- Challenge seeks top pre-17 driving talent
- Aim: To halve new drivers’ accident rate
- Repetition key to being confident and safe driver
LONDON, England – The search is on for the best drivers from across Britain and the process could be a lesson for the authorities in South Africa on how to start cutting our horrific highways death toll.
It involves learner drivers who are YOUNGER THAN 17!
In fact, entrants to the Young Driver Challenge 2017 can be as young as 10, seven years before being legally able to take their driving test or, in fact, drive a car on public roads.
Until the end of July 2017 instructors at every Young Drivers venues were looking for the best youngsters to put forward to a national final scheduled for the National Exhibition Centre in the central English city of Birmingham on September 30.
Forty finalists will compete in two age categories: 10-13 and 14-16.
The challenge is intended to encourage youngsters to consider responsible and safe driving, with top marks given to those who show the best levels of control and awareness.
Entrants will drive a real dual-control car with a driving instructor and be scored on driving skill and manoeuvring – parallel parking, independent driving, emergency stops, steering, judgement and positioning.
Prizes will include pre- and post-aged 17 driving lessons and £500 (about R8500) off an Admiral car insurance policy.
Kim Stanton, who heads up Young Driver, said: “We’re delighted to be running the challenge for the fourth year. In previous years judges, among them former police drivers and advanced instructors, have been stunned to see how well these youngsters drive and the level of responsibility.”
HALVE THE CRASHES
The awards, she says, give us a great opportunity to reach more people. The aim had always been a safer next generation of drivers through teaching youngsters over a longer period and from a younger age.

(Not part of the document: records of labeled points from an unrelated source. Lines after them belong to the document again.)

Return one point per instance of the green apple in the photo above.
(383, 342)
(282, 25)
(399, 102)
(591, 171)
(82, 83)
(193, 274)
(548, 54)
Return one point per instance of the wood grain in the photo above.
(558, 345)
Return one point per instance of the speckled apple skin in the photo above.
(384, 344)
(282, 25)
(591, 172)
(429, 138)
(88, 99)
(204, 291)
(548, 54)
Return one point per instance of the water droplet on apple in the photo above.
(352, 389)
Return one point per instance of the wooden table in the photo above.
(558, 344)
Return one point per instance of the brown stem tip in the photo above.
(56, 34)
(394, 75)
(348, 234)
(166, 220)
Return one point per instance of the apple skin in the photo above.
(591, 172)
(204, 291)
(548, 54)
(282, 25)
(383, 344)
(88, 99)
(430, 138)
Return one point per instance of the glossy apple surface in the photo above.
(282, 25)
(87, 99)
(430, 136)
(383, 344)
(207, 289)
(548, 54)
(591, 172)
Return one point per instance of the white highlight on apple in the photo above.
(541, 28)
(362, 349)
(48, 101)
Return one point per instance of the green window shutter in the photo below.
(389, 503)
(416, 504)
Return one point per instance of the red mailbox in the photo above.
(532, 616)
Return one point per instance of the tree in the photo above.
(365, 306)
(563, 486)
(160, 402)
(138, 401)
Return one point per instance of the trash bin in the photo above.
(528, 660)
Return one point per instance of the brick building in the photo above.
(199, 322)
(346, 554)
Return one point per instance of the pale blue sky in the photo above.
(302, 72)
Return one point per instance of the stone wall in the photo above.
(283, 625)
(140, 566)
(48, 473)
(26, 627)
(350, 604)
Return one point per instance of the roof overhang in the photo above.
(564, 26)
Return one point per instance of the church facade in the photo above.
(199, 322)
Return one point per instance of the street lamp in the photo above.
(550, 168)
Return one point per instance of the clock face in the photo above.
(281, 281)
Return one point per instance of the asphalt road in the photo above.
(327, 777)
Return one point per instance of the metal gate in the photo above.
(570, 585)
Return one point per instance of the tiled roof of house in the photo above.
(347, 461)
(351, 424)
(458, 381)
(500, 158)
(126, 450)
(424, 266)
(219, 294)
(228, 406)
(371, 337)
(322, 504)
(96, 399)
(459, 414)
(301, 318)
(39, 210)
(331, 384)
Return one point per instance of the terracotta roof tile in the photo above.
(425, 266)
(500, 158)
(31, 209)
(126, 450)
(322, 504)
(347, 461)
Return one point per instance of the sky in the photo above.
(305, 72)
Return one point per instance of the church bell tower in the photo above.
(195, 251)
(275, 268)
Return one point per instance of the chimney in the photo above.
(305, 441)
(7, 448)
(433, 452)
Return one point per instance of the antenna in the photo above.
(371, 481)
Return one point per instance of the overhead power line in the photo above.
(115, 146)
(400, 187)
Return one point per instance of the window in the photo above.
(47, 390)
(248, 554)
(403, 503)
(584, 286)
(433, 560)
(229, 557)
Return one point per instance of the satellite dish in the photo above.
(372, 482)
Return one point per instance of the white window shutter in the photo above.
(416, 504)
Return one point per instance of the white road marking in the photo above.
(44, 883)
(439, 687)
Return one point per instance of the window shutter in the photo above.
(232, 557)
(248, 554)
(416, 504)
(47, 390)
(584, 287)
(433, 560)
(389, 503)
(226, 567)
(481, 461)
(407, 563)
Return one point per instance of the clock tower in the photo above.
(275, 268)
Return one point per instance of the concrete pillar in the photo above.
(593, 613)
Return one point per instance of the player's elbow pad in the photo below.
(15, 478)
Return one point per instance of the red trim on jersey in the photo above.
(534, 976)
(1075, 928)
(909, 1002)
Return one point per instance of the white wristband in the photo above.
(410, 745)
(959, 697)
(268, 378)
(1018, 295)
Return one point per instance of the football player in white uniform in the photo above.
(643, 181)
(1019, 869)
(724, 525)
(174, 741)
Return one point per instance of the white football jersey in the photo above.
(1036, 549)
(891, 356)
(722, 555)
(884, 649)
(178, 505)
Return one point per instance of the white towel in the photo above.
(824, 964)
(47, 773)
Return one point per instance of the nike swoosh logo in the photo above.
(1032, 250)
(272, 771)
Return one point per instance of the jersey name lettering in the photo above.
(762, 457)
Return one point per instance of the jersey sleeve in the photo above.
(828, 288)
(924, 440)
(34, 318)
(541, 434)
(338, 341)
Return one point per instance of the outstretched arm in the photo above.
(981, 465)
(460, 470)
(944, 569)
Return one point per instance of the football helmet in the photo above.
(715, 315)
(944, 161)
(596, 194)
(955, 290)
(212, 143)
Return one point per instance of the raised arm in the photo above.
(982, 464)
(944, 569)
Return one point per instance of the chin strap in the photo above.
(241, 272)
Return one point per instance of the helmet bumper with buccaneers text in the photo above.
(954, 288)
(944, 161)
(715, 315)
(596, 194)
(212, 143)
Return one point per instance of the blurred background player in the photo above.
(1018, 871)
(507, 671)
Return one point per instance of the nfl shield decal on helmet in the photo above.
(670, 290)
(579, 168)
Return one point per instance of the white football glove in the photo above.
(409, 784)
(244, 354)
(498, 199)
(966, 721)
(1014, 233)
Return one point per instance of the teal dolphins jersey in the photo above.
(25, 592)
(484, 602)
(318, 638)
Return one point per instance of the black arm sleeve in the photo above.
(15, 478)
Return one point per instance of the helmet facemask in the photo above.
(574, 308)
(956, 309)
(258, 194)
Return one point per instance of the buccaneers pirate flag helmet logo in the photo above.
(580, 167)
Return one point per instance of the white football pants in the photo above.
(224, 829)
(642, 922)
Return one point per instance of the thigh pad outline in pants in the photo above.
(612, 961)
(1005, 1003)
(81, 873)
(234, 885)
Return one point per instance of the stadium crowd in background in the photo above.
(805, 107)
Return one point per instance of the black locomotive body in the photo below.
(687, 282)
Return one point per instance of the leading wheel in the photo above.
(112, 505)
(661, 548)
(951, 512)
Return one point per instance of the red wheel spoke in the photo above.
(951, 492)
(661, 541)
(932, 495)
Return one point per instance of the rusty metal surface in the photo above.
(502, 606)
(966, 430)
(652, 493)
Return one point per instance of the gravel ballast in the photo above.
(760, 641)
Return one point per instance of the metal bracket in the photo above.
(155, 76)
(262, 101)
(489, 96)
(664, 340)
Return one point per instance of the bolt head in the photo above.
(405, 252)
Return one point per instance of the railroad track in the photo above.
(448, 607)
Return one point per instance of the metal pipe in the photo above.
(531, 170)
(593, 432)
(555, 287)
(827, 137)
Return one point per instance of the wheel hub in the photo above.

“Research shows this can half the accident rate – by the time they’re on the road they’ve mastered the mechanics of driving and can concentrate more on interacting with other road users.”
Teen expert Nicola Morgan, is an award-winning author and international speaker specialising in writing for and about adolescent development, performance and well-being, explained:
“The brain learns to do things well by repetition. Every time an activity it repeated, mentally or physically, we create and strengthening paths between neurons (nerve cells in the brain and spinal cord) which allow us to become confident, fluent and expert in something.
” The more we do it the stronger those paths become; the more ‘automatic’ the skills become.
“There is danger in learning to drive in a short time with minimum repetitions just to pass the test but not to become expert. Driving skills will not have not been embedded so there’s huge focus on things that should be automatic such as gear-changing and road position.
“That takes focus from noticing and dealing with sudden road events, such as another driver stopping suddenly.”